#Scalable K-means Clustering
Dask is a flexible parallel computing library for analytic computing and provides parallelized NumPy array and Pandas DataFrame objects.
While the ordinary Lloyd's algorithm could fit into memory on most modern machines for small datasets, here we'll take a more scalable approach, utilizing Dask to do our data ingestion and manipulation out-of-core.
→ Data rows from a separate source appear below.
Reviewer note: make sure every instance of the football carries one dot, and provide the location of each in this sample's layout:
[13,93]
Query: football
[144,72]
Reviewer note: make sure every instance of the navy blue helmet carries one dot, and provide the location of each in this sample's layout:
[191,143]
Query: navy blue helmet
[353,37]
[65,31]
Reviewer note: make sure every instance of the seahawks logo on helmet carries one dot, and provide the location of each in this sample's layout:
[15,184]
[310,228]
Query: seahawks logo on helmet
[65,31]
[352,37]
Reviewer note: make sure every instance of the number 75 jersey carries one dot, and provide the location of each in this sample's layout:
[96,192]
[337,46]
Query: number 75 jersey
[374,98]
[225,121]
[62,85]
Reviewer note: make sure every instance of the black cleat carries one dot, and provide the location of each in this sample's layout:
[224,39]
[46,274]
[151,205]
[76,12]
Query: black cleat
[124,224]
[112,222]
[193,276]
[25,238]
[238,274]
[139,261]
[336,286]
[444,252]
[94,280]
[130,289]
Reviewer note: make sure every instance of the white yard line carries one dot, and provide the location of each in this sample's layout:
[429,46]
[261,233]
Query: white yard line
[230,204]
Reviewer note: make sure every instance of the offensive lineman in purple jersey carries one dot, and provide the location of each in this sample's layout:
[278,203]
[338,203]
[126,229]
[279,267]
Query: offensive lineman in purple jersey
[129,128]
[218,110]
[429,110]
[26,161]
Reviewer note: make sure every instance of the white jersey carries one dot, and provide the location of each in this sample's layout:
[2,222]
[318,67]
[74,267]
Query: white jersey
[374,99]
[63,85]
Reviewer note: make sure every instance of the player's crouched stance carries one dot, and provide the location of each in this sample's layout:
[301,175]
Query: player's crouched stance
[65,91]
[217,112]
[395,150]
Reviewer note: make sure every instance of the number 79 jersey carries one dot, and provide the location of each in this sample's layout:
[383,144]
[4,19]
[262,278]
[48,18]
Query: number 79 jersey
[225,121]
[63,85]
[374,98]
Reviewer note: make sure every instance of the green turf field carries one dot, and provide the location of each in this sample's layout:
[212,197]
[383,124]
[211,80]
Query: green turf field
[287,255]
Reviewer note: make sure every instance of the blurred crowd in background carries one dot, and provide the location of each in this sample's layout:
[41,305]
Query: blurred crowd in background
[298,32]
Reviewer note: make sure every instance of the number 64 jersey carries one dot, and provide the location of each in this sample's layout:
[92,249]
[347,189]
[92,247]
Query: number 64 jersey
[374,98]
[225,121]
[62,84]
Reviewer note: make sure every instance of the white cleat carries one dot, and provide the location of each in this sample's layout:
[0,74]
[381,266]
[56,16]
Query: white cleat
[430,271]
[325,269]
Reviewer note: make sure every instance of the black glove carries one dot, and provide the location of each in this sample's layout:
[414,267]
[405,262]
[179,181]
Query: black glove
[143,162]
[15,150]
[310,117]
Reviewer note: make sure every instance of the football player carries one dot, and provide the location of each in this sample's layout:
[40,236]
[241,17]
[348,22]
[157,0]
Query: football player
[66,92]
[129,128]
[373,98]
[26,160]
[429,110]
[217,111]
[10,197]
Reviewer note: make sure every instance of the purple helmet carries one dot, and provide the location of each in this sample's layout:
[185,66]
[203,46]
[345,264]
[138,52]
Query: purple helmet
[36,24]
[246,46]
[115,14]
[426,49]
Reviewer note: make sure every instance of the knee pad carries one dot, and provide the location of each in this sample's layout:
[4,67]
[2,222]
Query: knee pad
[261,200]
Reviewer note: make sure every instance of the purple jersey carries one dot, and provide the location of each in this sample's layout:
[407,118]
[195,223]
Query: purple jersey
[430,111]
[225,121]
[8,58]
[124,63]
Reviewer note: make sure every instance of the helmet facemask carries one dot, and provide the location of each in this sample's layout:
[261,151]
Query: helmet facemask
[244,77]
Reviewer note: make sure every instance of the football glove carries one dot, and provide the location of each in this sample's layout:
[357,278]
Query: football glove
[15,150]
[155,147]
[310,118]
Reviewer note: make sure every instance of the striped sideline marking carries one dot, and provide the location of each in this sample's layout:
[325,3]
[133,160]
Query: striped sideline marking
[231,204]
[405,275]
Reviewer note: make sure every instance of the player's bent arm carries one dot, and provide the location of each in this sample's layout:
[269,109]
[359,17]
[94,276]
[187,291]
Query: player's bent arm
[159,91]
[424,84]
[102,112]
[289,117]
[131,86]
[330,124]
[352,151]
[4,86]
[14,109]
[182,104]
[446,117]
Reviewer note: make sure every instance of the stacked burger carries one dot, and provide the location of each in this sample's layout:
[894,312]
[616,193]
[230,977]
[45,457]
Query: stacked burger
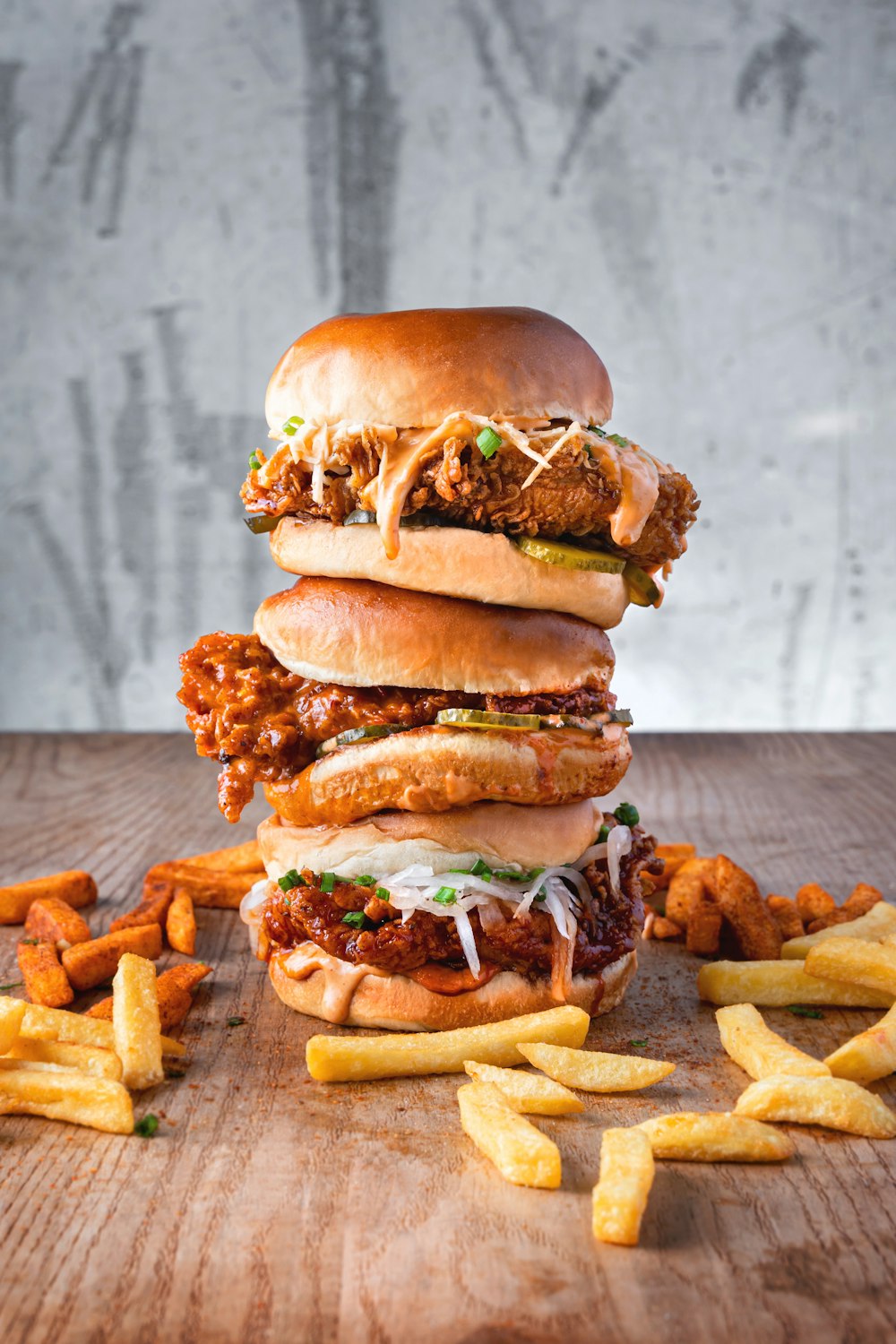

A good place to start with : https://jakevdp.github.io/blog/2015/08/14/out-of-core-dataframes-in-python/
Sample Instruction to begin with:
import numpy as np
from sklearn.datasets.samples_generator import make_blobs
import dask.array as da
from dask.dot import dot_graph
from sklearn import metrics
from kmeans import kmeans
# Generate sample data
centers = [[1, 1], [-1, -1], [1, -1]]
X, labels_true = make_blobs(n_samples=30, centers=centers, cluster_std=0.5,
random_state=0)
result = kmeans(X, k=10)
# Print Task-Scheduling graph
dot_graph(result[0].dask, filename='clusters')
dot_graph(result[1].dask, filename='centroids')
print "Result:\nClusters"
print result[0].compute()
print "Centroids"
print result[1].compute()
print("Silhouette Coefficient: %0.3f"
% metrics.silhouette_score(X.tolist(), result[0].compute().tolist(), metric='euclidean'))